A Differential Cryptanalysis of Yen-Chen-Wu Multimedia Cryptography System (MCS)

At ISCAS'2005, Yen et al. presented a new chaos-based cryptosystem for multimedia transmission named “Multimedia Cryptography System” (MCS). No cryptanalytic results have been reported so far. This paper presents a differential attack to break MCS, which requires only seven chosen plaintexts. The complexity of the attack is O(N), where $N$ is the size of plaintext. Experimental results are also given to show the real performance of the proposed attack.

💡 Research Summary

The paper presents the first cryptanalytic results against the Multimedia Cryptography System (MCS) proposed by Yen, Chen, and Wu at ISCAS 2005. MCS is a chaos‑based scheme designed for real‑time encryption of large multimedia streams. Its architecture consists of two chaos‑driven permutation layers (P1 and P2), a non‑linear substitution layer (S‑Box) generated from chaotic sequences, and a linear diffusion layer (D). The secret key comprises a 128‑bit static component and several real‑valued initial conditions that seed the chaotic maps (typically logistic or skewed Bernoulli maps). The authors claim that the dynamic nature of the permutations and the non‑linearity of the substitution provide strong security while keeping computational overhead low.

The authors adopt a chosen‑plaintext model and develop a differential attack that requires only seven specially crafted plaintexts. The attack proceeds as follows. First, a completely zero‑filled plaintext (P0) and a plaintext with a single byte set to 0xFF (P1) are encrypted. The resulting ciphertext difference reveals the positions to which the single non‑zero byte is moved by the combined effect of P1 and P2, because the permutations are deterministic and preserve the Hamming weight of the difference. Next, six additional plaintexts (P2–P7) each contain a single 0xFF byte placed at a different location. By observing the ciphertext differences for each of these, the attacker reconstructs the full permutation tables of both P1 and P2. Since the permutations are linear with respect to the difference, the mapping can be recovered directly without any exhaustive search.

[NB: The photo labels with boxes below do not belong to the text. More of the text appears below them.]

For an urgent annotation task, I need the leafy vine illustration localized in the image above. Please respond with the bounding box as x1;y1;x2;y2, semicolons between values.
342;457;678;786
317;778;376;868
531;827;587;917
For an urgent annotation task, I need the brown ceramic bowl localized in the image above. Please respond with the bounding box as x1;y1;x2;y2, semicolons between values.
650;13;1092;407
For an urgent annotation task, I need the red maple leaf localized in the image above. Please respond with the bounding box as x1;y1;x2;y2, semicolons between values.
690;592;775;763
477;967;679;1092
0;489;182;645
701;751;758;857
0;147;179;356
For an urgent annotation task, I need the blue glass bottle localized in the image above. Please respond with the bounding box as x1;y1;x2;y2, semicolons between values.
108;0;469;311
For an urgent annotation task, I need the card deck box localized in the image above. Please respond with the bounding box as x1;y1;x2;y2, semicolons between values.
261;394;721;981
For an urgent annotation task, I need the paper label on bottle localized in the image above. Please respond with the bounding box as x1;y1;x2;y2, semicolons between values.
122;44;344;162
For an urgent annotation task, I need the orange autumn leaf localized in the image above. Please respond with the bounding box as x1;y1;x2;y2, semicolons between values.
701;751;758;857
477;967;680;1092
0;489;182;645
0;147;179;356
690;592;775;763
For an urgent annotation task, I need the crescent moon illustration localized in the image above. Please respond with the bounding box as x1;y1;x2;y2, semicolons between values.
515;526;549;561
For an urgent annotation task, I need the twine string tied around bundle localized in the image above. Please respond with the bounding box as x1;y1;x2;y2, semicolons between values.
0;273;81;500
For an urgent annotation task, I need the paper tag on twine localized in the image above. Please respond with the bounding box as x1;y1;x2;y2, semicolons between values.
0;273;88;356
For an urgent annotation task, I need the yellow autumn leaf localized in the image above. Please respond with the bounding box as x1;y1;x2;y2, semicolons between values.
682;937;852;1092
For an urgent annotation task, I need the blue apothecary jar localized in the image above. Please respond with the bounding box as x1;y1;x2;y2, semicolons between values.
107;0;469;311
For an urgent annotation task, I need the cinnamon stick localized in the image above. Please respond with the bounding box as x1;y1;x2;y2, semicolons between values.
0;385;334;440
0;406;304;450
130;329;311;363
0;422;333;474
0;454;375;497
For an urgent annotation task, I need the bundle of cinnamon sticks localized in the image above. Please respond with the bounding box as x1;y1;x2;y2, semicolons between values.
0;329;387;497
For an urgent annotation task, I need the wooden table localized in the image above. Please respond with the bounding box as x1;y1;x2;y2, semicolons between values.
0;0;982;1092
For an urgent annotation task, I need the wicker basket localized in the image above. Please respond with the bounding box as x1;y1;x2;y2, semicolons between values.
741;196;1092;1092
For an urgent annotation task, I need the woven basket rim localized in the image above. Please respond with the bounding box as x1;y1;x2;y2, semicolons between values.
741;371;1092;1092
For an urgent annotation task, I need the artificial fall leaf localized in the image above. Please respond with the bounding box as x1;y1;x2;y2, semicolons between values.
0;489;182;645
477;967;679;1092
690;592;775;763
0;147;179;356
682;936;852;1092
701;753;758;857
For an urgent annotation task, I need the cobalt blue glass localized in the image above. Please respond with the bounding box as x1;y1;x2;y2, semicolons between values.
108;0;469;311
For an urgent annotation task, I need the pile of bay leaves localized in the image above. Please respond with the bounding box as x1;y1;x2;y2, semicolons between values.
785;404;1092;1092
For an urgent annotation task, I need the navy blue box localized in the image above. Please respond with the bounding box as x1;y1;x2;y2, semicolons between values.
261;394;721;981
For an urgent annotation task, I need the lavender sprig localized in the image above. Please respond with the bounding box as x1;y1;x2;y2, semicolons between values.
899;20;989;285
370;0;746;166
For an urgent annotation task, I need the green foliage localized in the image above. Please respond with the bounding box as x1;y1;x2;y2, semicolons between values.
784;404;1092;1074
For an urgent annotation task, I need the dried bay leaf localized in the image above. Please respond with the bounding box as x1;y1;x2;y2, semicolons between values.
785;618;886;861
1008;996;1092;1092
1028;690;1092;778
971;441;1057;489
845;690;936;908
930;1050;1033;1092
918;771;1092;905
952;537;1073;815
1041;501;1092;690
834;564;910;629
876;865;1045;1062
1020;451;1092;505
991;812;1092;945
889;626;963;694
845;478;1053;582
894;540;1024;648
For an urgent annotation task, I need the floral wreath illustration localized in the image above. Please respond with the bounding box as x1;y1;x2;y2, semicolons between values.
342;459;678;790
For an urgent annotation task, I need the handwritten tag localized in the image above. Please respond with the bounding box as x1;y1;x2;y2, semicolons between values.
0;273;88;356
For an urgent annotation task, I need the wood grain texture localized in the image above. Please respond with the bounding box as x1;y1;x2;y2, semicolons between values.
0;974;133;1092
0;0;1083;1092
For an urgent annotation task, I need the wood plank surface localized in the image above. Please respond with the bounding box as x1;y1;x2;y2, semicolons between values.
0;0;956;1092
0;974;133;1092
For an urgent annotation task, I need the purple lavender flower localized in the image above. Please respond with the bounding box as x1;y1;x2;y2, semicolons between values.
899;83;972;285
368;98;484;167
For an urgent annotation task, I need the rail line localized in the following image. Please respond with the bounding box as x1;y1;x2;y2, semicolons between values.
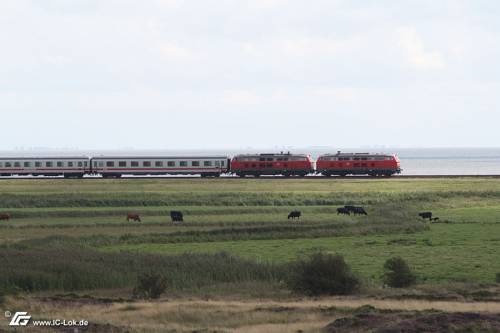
0;174;500;181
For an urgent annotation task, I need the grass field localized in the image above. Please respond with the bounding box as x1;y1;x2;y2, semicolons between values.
0;178;500;327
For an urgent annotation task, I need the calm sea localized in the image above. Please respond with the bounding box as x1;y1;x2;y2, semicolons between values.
0;147;500;175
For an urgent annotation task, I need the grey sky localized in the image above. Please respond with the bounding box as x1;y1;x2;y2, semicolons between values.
0;0;500;149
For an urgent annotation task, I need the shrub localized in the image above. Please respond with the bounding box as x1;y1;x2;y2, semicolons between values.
133;273;167;299
287;252;360;296
383;257;416;288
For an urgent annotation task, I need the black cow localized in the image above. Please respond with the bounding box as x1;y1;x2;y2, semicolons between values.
170;210;184;222
354;207;368;215
288;210;302;220
418;212;432;221
344;205;356;213
337;207;351;215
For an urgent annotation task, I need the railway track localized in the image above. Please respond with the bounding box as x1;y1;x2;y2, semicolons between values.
0;174;500;181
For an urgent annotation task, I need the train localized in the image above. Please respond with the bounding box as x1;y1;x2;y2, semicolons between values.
0;151;402;178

With the permutation structure known, the attacker focuses on the substitution layer. Because the substitution is generated from a chaotic sequence but applied byte‑wise, the differential behaviour of the S‑Box is fully determined by the input difference. By using the same single‑byte‑difference plaintexts, the attacker obtains the output differences for all possible input values (0 and 255). This allows the exact reconstruction of the S‑Box table.

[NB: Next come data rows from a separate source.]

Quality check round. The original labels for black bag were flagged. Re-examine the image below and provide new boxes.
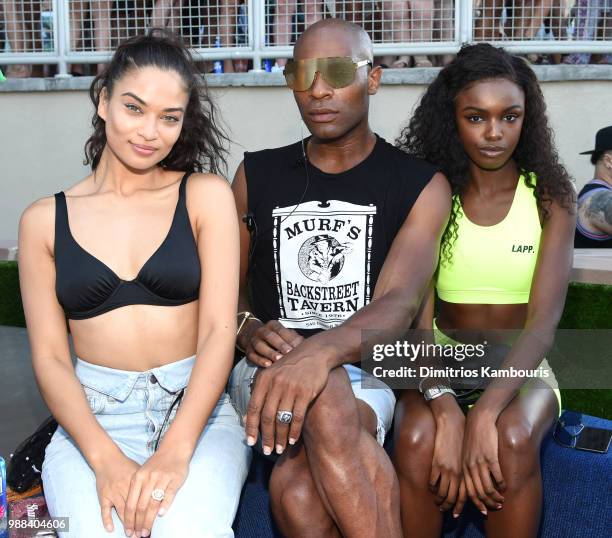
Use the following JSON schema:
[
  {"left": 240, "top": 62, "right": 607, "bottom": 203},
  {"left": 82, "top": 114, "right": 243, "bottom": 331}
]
[{"left": 6, "top": 417, "right": 57, "bottom": 493}]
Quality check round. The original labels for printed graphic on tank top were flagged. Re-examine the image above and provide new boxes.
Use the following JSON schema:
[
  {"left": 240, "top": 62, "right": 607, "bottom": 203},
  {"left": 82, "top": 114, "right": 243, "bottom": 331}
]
[
  {"left": 272, "top": 200, "right": 376, "bottom": 329},
  {"left": 244, "top": 137, "right": 436, "bottom": 337}
]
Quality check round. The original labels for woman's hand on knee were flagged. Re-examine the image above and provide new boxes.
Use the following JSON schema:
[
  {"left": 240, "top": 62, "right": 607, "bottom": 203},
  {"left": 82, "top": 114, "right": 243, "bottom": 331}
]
[
  {"left": 123, "top": 449, "right": 190, "bottom": 536},
  {"left": 95, "top": 453, "right": 140, "bottom": 532},
  {"left": 463, "top": 408, "right": 506, "bottom": 515},
  {"left": 429, "top": 395, "right": 465, "bottom": 512}
]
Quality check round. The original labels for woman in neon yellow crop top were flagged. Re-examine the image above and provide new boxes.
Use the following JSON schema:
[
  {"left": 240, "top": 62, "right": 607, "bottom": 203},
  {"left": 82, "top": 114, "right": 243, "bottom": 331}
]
[{"left": 394, "top": 44, "right": 575, "bottom": 537}]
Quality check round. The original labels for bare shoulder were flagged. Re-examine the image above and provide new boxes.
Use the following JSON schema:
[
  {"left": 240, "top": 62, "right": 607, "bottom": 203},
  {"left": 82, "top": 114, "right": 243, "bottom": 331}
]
[
  {"left": 20, "top": 196, "right": 55, "bottom": 228},
  {"left": 413, "top": 172, "right": 452, "bottom": 214},
  {"left": 425, "top": 172, "right": 451, "bottom": 196},
  {"left": 187, "top": 173, "right": 232, "bottom": 205},
  {"left": 19, "top": 196, "right": 55, "bottom": 247}
]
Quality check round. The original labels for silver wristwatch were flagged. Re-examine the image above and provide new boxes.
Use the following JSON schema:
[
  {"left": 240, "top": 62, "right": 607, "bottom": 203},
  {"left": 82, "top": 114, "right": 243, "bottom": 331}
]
[{"left": 423, "top": 385, "right": 457, "bottom": 402}]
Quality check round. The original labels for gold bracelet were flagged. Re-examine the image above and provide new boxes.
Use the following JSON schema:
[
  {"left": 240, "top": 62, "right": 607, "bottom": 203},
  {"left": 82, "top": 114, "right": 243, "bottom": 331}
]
[{"left": 236, "top": 310, "right": 263, "bottom": 353}]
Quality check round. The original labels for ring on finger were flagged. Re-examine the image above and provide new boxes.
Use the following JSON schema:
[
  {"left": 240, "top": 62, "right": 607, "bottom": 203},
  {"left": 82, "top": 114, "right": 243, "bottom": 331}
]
[
  {"left": 151, "top": 488, "right": 166, "bottom": 502},
  {"left": 276, "top": 411, "right": 293, "bottom": 424}
]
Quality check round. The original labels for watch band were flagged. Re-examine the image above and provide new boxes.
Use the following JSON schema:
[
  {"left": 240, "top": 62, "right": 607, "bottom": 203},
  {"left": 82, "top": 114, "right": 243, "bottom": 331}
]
[{"left": 423, "top": 385, "right": 457, "bottom": 402}]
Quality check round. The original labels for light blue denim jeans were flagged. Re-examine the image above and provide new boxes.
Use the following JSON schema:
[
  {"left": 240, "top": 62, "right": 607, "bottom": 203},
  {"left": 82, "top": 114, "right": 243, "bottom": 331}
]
[{"left": 42, "top": 357, "right": 251, "bottom": 538}]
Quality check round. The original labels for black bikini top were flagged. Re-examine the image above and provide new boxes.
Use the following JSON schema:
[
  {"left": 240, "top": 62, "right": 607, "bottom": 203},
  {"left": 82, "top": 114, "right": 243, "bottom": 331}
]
[{"left": 55, "top": 172, "right": 200, "bottom": 319}]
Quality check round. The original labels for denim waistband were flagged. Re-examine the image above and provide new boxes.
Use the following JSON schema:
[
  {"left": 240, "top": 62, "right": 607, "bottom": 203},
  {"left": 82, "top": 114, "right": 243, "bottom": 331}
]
[{"left": 75, "top": 355, "right": 195, "bottom": 401}]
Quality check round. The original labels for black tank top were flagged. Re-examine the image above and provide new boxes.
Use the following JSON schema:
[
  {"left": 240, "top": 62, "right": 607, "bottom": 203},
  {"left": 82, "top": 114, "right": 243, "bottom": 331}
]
[
  {"left": 574, "top": 179, "right": 612, "bottom": 248},
  {"left": 244, "top": 136, "right": 437, "bottom": 336},
  {"left": 55, "top": 173, "right": 200, "bottom": 319}
]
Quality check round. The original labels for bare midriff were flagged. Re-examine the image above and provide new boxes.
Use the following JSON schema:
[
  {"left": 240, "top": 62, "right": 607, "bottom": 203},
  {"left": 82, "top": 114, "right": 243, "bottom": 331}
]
[{"left": 70, "top": 301, "right": 199, "bottom": 372}]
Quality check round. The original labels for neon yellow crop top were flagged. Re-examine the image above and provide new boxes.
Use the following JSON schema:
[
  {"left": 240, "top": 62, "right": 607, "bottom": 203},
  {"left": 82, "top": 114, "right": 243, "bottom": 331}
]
[{"left": 436, "top": 175, "right": 542, "bottom": 304}]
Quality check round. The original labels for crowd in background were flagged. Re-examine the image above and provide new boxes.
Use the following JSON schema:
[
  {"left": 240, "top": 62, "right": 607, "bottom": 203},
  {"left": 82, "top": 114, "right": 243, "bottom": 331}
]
[{"left": 0, "top": 0, "right": 612, "bottom": 77}]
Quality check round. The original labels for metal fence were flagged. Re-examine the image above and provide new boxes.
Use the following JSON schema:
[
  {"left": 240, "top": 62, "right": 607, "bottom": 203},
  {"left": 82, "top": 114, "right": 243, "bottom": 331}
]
[{"left": 0, "top": 0, "right": 612, "bottom": 76}]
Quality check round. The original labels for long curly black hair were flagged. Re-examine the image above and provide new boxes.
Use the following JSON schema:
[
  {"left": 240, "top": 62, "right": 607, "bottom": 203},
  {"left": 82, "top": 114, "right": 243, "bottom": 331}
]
[
  {"left": 396, "top": 43, "right": 574, "bottom": 263},
  {"left": 84, "top": 29, "right": 229, "bottom": 174}
]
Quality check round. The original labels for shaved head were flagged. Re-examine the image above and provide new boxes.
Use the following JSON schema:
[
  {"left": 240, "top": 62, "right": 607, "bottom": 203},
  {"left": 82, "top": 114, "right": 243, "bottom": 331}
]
[{"left": 293, "top": 19, "right": 373, "bottom": 61}]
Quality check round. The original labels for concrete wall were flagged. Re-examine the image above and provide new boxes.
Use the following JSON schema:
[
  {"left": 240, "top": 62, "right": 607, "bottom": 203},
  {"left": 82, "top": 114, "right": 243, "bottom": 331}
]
[{"left": 0, "top": 67, "right": 612, "bottom": 240}]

Having recovered P1, P2, and S, the attacker can back‑track the chaotic sequences to their initial conditions. The chaotic maps used in MCS are simple one‑dimensional maps; knowing a sufficient number of successive outputs enables the calculation of the initial seed via standard inverse map formulas. Consequently, the entire key schedule—including the static 128‑bit key and the chaotic seeds—is recovered.

The overall computational cost of the attack is linear in the size N of the plaintext (O(N)), because each of the seven chosen plaintexts is processed once and the differences are computed by a single pass over the ciphertext. No exhaustive key search or complex algebraic solving is required.

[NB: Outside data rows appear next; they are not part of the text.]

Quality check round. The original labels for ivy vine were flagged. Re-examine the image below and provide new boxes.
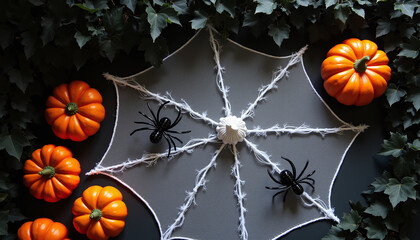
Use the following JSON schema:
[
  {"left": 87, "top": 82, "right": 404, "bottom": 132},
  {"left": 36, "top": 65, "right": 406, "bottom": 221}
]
[{"left": 0, "top": 0, "right": 420, "bottom": 240}]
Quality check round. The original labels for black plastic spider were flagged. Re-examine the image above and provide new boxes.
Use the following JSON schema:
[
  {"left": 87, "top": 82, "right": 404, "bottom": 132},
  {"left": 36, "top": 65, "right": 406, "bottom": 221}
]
[
  {"left": 130, "top": 101, "right": 191, "bottom": 157},
  {"left": 265, "top": 157, "right": 315, "bottom": 202}
]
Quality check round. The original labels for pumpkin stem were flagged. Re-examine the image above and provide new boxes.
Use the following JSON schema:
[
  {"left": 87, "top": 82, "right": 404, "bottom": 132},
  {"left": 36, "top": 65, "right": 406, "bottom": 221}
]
[
  {"left": 89, "top": 208, "right": 102, "bottom": 221},
  {"left": 64, "top": 102, "right": 77, "bottom": 116},
  {"left": 353, "top": 56, "right": 370, "bottom": 73},
  {"left": 38, "top": 166, "right": 55, "bottom": 179}
]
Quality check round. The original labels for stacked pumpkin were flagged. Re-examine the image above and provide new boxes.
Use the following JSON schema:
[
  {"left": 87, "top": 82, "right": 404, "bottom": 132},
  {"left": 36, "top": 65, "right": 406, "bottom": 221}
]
[{"left": 18, "top": 81, "right": 127, "bottom": 240}]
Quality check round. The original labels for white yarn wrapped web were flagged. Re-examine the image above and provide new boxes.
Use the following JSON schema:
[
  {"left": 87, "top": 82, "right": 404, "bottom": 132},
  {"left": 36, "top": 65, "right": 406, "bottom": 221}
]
[
  {"left": 87, "top": 27, "right": 367, "bottom": 240},
  {"left": 216, "top": 116, "right": 248, "bottom": 145}
]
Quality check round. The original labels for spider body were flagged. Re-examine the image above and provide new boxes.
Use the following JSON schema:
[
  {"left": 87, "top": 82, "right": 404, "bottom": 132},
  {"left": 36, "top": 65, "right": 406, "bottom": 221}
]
[
  {"left": 149, "top": 117, "right": 172, "bottom": 143},
  {"left": 130, "top": 101, "right": 191, "bottom": 157},
  {"left": 266, "top": 157, "right": 315, "bottom": 202}
]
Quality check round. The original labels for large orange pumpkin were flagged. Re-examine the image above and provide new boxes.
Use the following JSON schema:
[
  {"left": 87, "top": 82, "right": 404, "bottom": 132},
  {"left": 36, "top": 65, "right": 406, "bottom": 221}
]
[
  {"left": 45, "top": 81, "right": 105, "bottom": 141},
  {"left": 17, "top": 218, "right": 69, "bottom": 240},
  {"left": 23, "top": 144, "right": 80, "bottom": 202},
  {"left": 321, "top": 38, "right": 391, "bottom": 106},
  {"left": 72, "top": 186, "right": 127, "bottom": 240}
]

Experimental validation is performed on a 512 × 512 grayscale image and a 44.1 kHz stereo audio file. Using the recovered key, the authors successfully decrypt the ciphertexts to obtain the original media with perfect fidelity. The attack runs in a matter of seconds on a standard desktop computer, confirming the theoretical O(N) complexity.

The paper concludes that MCS’s reliance on chaotic permutations and a single non‑linear substitution does not provide sufficient resistance against differential analysis. The authors suggest that future designs should incorporate stronger diffusion mechanisms, more complex key‑dependent S‑Boxes, and chaotic maps with higher dimensionality to mitigate the type of linear differential leakage exploited in this work.